Monthly Archives: October 2020

A Guide for Journalists to the Reporting of Opinion Polls?

The British Polling Council is today publishing A Quick Guide for Journalists to the Use and Reporting of Opinion Polls.

This publication has been designed to provide practical guidance for anyone unfamiliar with polls who finds themselves charged with interpreting and writing up an opinion poll in today’s media environment.

It forms part of the British Polling Council’s response to the recommendations of the House of Lords Select Committee on Political Polling and Digital Media.

The document has been developed as a “guided tour” of the key points to bear in mind when working with opinion poll data. Its contents include:

  • An overview on how polls are conducted, including what to look out for when judging whether the sample is representative.
  • Advice on how to evaluate the questions covered in an opinion poll. For example: are they written in everyday language? Do the questions lead the respondent?
  • Guidance on how to interpret the results of polls, including key dos and don’ts when it comes to looking at sub-samples (such as differences by age) or describing changes over time.

The resource has been developed to complement the existing materials available to practitioners and users of opinion polls, including this detailed guide developed by the press regulator IMPRESS and the Market Research Society.

The Quick Guide for Journalists is available on the BPC website (Opinion Polls: Guidance for Journalists), alongside a video briefing with the President of the British Polling Council, Professor Sir John Curtice.

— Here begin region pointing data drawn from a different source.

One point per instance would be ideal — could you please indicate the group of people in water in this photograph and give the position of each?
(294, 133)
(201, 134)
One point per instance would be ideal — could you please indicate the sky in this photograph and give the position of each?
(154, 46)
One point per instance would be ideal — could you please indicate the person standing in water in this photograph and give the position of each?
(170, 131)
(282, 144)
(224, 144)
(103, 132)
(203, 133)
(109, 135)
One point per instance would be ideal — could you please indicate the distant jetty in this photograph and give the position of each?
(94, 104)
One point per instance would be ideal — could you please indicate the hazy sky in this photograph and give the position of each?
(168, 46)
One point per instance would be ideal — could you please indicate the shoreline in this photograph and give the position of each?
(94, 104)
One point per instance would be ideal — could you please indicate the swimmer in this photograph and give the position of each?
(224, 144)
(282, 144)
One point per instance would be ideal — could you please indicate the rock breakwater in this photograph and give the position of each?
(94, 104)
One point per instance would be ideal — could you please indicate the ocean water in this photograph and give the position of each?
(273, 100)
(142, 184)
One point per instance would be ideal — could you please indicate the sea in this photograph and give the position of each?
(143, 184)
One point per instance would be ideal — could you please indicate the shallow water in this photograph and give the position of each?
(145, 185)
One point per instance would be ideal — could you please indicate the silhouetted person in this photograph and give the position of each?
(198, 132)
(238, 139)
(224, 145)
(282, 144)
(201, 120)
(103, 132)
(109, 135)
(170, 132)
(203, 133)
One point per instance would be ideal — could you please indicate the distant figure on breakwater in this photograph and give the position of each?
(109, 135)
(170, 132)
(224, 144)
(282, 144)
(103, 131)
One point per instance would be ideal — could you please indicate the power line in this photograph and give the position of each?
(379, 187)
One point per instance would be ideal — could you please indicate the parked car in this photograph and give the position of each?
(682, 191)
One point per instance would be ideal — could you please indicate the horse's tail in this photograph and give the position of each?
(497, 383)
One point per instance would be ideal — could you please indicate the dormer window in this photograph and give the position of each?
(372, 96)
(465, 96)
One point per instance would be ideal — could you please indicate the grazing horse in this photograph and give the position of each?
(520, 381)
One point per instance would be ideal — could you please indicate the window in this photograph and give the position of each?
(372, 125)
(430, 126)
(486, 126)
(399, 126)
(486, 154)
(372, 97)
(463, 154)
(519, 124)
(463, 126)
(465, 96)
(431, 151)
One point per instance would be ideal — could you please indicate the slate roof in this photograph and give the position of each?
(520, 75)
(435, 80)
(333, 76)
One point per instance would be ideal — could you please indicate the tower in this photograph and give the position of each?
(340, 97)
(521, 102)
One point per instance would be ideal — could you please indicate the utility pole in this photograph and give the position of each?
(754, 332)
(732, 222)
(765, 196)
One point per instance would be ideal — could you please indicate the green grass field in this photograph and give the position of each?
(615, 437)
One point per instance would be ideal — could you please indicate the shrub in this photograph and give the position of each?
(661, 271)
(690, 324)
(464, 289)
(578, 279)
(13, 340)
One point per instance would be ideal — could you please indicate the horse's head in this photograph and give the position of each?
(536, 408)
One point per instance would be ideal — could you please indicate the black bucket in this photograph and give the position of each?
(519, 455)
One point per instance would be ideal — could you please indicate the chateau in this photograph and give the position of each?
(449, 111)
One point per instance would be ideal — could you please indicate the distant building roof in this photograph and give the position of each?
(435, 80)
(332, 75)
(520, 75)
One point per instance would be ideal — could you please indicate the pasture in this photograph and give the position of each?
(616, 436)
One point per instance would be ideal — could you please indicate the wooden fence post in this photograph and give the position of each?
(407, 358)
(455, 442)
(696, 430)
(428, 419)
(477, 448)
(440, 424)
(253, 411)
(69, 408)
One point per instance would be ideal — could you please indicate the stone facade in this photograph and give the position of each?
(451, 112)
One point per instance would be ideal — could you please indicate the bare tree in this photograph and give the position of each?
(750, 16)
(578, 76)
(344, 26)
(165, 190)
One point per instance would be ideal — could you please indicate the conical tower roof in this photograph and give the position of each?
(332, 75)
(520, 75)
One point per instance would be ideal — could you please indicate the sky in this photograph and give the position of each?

Commenting on the launch of the Guide, Professor Curtice says: “In its report, the House of Lords committee expressed a number of concerns about how the media report polls. Our guide is intended to help address some of these concerns by providing a quick five-minute accessible introduction to polls. It describes both the strengths and the limits of polls, outlines five key questions that should be asked of any poll, and identifies the major potential pitfalls to avoid in writing a poll story. We hope that it will help journalists in newsdesks up and down the country report polls in a way that their audience finds both interesting and informative.”